Benjamin Cole said...

You gotta have collateral to get a loan, and that means real estate. A Fed that engaged in QE and nominal GDP targeting would get real estate values inflating again, ergo more small business loans.

BTW Greg Mankin a couple months back predicted possibly lower interest rates and a stock market dump when QEII ended. He was right.

QEIII is a goo idea, and moderate inflation.

McKibbinUSA said...

Hi Benjamin, I agree that money for small businesses is scarce -- on the other hand, money is certainly available for those with collateral -- the banking world has moved back to its roots, which is collateralized lending rather than cashflow based lending -- I still believe the great inflation is imminent, though that grounding for that inflation is less and less likely to be monetary expansion -- the next great inflation will be driving by sharp increases in hard assets -- once that transition occurs, the price of everything else will follow (with the notable exception of government spending, pensions, and salaries) -- private enterprise stands at the cusp of rejuevnation, albeit by a commodities and asset driven price increases rather than speculation -- let's put it this way, the cost of building a new house is about to go up sharply as the cost of materials and transportation increase -- the future looks bright -- look for rents and dividends to increase.

McKibbinUSA said...

PS: Watch for increased stock buybacks by companies in the US -- dividends are about to explode -- investors will demand it...

John said...

Does Scott's graph include loans backed by Freddie and Fannie?

Scott Grannis said...

No, only loans made by commercial banks.

Bill said...

Scott,

I've looked at your posts and those of other sensible and for the most part "optimistic" economists (Mark Perry, Brian Wesbury, etc) right before the panic of 2008 and you all seemed to think the country would avoid recession based on the "real time" metrics of the day. We obviously went over the cliff then. While I certainly understand that these things are very difficult to predict and none of you have said recession is impossible, why do you think your ability to predict recession now is any better than it was in 2008?

Scott Grannis said...

Nobody can presume to know with certainty what the future will bring. Nobody has a perfect record of forecasts--it is impossible. Everyone is wrong at one time or another.

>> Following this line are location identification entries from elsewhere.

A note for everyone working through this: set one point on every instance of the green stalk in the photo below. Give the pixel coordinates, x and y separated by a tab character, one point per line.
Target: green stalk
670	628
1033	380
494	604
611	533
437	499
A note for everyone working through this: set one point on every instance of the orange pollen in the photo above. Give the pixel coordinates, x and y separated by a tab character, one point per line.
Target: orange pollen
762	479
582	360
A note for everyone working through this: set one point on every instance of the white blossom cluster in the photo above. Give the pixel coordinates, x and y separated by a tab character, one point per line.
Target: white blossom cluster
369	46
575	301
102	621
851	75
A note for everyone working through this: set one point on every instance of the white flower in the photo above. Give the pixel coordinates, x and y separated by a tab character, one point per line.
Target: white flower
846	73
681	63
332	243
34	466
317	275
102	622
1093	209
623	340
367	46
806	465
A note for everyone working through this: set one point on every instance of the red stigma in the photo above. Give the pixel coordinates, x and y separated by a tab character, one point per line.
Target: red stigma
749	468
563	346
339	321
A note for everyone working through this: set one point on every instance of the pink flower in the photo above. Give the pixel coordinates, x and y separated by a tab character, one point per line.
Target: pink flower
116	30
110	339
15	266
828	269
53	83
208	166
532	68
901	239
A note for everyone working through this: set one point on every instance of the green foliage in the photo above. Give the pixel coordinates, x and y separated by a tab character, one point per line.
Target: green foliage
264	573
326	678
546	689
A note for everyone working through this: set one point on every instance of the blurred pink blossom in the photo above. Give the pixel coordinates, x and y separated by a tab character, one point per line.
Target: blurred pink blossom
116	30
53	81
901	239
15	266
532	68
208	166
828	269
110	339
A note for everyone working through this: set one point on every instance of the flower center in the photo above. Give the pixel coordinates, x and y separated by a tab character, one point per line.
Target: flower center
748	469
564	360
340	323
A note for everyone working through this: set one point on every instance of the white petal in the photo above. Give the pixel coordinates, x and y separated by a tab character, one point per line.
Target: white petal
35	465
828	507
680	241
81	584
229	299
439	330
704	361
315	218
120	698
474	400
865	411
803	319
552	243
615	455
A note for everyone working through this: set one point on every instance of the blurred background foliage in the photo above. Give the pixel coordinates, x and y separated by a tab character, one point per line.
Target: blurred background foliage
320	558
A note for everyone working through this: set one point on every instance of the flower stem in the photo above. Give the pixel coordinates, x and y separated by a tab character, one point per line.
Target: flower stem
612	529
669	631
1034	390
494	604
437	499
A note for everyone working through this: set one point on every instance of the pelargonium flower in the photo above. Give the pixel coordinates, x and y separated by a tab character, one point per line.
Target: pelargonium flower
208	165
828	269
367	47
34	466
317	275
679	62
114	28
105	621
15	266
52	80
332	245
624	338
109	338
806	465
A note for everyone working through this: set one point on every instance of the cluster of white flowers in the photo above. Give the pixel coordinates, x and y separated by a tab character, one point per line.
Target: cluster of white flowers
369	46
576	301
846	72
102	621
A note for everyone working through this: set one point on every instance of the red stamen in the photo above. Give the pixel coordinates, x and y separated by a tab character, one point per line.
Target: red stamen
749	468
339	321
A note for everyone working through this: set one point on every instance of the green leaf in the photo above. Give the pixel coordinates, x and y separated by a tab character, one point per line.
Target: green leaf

I've posted before (perhaps in Comments) about the mistakes I made in 2007 and 2008. One big one was ignoring the huge increase in swap spreads that started in mid-2007. Another was believing that the yield curve was not sufficiently steep and the real funds rate was not sufficiently high to produce a recession. I should have realized that quite a few indicators were moving in a negative direction, and that should have been enough to raise a red flag. What I failed to appreciate, and I had plenty of company, was the contagion effect of the housing bust, in which so many people were forced to sell things at distressed valuations, a process that quickly generated a downward spiral.

As for this time around, I have been diligent in noting the growing signs of problems in Europe (e.g., very high yields on PIIGS debt, elevated swap spreads, elevated CDS spreads, plunging value of bank equities). Europe is clearly in for some trouble, and the only question I suppose is whether it will be enough to drag the US economy down with it.

I also hope to be more objective going forward than I was in 2007-2008, when I was more or less obligated to participate in group forecasts and to tow a party line.

Jim said...

I think it is safe to say that if there is panic in Europe and Asia that US bonds would be flying. Many are making the argument that yields are low enough, but the 10 year still can easily have another 100 basis point to the downside by the yield curve flattening.

John said...

The spike in commodities, especially oil in 2008, forced many to decide whether to pay the mortgage or buy gas for their cars. A lot of homeowners got behind and, with no pay raises, eventually threw in the towel.